Add docs for the estimators with examples.

Change: 138557107
author: A. Unique TensorFlower <gardener@tensorflow.org> 2016-11-08 13:28:56 -0800
committer: TensorFlower Gardener <gardener@tensorflow.org> 2016-11-08 16:31:10 -0800
commit: e8e72f64dcd5401d923707063da8b23fbc5d65d8 (patch)
tree: 9560ca141b0b9629a18c1a3ed8aeb01d82a591b2
parent: 128ce5d5f7aa9ed4b4354fe78af1c2c686327640 (diff)

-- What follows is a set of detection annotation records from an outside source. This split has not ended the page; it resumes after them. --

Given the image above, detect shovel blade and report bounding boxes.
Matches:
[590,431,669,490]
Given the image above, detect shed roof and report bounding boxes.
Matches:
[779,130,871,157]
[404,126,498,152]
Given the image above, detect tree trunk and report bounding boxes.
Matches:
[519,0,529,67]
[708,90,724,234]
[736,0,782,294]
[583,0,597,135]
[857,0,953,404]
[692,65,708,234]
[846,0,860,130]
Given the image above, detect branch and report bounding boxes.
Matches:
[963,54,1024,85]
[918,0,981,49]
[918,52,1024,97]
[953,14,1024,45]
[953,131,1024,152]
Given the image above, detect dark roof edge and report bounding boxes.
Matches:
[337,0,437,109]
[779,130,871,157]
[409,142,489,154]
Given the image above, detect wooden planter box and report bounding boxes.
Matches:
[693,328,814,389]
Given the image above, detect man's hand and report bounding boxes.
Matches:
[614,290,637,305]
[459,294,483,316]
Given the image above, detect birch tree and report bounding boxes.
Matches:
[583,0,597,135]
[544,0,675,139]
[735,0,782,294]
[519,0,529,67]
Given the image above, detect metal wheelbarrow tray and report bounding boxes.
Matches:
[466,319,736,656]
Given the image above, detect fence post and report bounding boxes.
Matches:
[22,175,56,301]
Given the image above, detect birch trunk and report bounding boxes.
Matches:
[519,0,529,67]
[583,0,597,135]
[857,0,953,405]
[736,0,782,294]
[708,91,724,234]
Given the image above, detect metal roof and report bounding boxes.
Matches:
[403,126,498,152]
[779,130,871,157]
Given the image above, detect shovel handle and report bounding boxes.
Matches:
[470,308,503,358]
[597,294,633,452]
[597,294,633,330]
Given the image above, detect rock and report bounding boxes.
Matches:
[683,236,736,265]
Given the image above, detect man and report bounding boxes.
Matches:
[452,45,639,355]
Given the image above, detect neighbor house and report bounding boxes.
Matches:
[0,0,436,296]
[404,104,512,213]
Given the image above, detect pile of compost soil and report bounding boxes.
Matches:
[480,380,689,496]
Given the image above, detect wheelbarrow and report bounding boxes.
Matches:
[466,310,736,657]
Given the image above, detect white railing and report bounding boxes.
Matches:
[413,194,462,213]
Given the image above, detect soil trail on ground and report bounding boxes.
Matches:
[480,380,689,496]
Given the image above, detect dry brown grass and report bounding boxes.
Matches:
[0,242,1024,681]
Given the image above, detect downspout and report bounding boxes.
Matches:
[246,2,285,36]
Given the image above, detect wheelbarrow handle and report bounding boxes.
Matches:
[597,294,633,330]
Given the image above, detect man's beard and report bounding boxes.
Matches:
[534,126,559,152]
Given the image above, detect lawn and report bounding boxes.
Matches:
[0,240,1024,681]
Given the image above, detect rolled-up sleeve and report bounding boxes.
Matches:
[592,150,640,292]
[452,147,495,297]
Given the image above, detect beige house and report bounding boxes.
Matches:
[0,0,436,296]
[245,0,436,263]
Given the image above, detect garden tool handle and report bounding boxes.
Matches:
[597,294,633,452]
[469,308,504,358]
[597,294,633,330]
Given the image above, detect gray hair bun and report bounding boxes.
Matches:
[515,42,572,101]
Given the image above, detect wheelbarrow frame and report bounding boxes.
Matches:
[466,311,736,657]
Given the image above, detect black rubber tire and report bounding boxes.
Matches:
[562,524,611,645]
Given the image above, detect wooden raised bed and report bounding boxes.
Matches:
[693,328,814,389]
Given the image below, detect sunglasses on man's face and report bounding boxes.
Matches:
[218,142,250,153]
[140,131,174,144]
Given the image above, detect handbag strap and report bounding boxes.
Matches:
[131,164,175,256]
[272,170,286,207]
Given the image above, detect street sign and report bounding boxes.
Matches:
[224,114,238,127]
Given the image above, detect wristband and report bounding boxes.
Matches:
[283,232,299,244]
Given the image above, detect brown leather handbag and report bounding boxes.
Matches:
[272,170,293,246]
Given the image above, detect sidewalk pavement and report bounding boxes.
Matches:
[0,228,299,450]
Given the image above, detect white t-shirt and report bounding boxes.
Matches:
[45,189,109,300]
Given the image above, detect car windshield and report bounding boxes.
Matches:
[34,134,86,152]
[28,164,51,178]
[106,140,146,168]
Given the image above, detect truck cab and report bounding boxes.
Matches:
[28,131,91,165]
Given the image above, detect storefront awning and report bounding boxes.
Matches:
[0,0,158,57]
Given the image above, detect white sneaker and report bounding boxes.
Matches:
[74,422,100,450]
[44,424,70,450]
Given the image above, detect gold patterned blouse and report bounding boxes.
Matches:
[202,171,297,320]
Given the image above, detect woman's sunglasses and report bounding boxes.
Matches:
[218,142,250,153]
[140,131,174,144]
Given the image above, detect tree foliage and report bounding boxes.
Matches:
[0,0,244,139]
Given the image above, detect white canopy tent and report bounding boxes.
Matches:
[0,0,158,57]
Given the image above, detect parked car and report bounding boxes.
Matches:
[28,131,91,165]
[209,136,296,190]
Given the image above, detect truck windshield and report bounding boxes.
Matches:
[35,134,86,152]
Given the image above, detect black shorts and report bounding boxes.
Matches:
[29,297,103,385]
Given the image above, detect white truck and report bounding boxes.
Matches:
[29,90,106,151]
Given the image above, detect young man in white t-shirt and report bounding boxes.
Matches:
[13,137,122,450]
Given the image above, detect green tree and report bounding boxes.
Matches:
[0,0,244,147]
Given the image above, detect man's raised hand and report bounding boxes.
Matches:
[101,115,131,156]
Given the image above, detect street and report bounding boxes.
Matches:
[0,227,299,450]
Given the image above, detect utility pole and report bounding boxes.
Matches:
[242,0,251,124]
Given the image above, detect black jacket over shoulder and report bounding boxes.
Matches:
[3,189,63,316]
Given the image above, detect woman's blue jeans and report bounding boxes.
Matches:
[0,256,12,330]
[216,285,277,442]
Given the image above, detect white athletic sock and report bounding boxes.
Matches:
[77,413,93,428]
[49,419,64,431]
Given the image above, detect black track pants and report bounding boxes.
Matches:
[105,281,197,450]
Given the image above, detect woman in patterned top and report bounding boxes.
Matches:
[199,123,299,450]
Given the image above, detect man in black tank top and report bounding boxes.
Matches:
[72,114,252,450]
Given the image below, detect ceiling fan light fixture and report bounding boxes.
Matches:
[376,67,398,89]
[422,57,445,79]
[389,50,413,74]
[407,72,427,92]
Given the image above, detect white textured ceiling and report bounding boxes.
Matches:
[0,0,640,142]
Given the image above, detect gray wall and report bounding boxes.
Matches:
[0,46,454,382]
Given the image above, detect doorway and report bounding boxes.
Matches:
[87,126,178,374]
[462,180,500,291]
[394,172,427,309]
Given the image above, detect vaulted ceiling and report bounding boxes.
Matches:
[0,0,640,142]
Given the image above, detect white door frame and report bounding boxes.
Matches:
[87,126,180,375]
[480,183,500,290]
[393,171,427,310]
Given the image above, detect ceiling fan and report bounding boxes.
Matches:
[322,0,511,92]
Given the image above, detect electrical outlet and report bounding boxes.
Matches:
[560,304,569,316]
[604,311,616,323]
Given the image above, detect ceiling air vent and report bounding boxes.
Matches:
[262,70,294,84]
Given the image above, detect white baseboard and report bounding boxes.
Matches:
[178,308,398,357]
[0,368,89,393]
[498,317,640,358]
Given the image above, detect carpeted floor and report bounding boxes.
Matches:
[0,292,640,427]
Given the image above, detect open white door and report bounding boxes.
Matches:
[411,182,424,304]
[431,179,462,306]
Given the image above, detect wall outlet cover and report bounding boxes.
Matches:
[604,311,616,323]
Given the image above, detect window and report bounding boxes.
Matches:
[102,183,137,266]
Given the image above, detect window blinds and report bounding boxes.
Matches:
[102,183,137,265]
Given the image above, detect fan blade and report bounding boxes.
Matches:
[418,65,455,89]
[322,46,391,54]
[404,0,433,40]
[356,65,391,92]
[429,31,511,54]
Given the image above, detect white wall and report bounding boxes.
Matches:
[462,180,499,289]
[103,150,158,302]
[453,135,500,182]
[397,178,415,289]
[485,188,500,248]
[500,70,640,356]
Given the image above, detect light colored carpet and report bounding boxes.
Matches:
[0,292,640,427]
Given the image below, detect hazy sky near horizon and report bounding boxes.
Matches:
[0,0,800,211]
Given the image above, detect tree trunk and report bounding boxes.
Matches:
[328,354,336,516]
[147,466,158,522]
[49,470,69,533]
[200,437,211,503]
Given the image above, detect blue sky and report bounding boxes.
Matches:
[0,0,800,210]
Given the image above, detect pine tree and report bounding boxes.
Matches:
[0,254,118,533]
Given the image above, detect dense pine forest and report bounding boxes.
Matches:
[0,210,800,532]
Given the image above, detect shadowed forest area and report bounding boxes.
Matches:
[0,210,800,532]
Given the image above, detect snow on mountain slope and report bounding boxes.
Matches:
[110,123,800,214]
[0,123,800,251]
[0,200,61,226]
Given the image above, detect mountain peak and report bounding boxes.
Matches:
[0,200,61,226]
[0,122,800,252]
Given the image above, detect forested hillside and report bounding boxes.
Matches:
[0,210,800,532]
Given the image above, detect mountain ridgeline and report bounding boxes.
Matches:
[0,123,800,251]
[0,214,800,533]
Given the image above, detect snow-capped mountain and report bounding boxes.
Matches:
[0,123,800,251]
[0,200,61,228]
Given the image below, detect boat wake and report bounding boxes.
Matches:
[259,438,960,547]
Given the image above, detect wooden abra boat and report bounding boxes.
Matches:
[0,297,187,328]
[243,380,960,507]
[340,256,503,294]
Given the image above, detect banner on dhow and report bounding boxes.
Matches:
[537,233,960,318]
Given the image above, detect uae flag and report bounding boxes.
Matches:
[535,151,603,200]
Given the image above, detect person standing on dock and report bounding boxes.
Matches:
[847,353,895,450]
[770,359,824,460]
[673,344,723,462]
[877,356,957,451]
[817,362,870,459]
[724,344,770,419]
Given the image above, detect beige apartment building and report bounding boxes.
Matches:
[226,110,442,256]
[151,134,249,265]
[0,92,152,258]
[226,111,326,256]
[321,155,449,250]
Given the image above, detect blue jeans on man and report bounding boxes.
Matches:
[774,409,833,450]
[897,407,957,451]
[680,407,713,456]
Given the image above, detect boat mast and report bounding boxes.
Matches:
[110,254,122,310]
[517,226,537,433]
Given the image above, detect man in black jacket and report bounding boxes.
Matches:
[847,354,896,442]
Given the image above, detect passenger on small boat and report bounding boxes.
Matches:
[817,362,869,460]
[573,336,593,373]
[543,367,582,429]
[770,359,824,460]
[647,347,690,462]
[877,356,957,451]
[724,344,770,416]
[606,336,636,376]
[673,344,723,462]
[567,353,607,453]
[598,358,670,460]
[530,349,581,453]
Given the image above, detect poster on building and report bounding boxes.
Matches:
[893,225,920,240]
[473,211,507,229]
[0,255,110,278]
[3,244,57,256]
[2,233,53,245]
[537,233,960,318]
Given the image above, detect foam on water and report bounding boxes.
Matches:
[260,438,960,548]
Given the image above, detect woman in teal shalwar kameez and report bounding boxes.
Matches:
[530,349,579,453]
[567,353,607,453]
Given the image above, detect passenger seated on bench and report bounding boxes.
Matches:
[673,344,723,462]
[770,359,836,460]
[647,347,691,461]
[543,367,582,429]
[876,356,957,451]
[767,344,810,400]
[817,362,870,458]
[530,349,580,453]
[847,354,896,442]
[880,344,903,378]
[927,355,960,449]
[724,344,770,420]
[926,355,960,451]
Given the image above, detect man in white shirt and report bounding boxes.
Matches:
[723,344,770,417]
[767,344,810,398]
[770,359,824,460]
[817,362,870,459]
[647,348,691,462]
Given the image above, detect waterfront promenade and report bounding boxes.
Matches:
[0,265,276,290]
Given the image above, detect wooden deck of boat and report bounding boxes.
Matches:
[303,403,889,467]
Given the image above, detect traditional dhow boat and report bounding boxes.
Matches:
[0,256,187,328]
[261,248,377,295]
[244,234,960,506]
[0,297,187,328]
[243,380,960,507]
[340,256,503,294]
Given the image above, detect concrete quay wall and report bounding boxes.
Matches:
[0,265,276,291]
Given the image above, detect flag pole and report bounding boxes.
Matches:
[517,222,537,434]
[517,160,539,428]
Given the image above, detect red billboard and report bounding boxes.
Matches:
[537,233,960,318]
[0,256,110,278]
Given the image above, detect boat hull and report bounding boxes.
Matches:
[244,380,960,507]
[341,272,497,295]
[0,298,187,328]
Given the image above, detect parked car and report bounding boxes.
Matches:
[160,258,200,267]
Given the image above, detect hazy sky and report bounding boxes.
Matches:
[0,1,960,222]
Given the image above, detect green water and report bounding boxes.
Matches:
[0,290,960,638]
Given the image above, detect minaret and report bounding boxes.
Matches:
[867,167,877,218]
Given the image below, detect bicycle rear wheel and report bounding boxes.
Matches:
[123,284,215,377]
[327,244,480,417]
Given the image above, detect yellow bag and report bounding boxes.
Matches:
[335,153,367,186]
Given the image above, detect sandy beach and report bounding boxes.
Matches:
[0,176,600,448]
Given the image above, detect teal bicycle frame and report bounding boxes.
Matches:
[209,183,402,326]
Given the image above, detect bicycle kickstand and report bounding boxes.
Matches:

1 files changed, 248 insertions, 1 deletions
diff --git a/tensorflow/contrib/learn/python/learn/estimators/__init__.py b/tensorflow/contrib/learn/python/learn/estimators/__init__.py
index 620f23d1ff..ef5a16d7dc 100644
--- a/tensorflow/contrib/learn/python/learn/estimators/__init__.py
+++ b/tensorflow/contrib/learn/python/learn/estimators/__init__.py
@@ -13,7 +13,254 @@
 # limitations under the License.
 # ==============================================================================
 
-"""Estimators."""
+"""An estimator is a rule for calculating an estimate of a given quantity.
+
+# Estimators
+
+* **Estimators** are used to train and evaluate TensorFlow models.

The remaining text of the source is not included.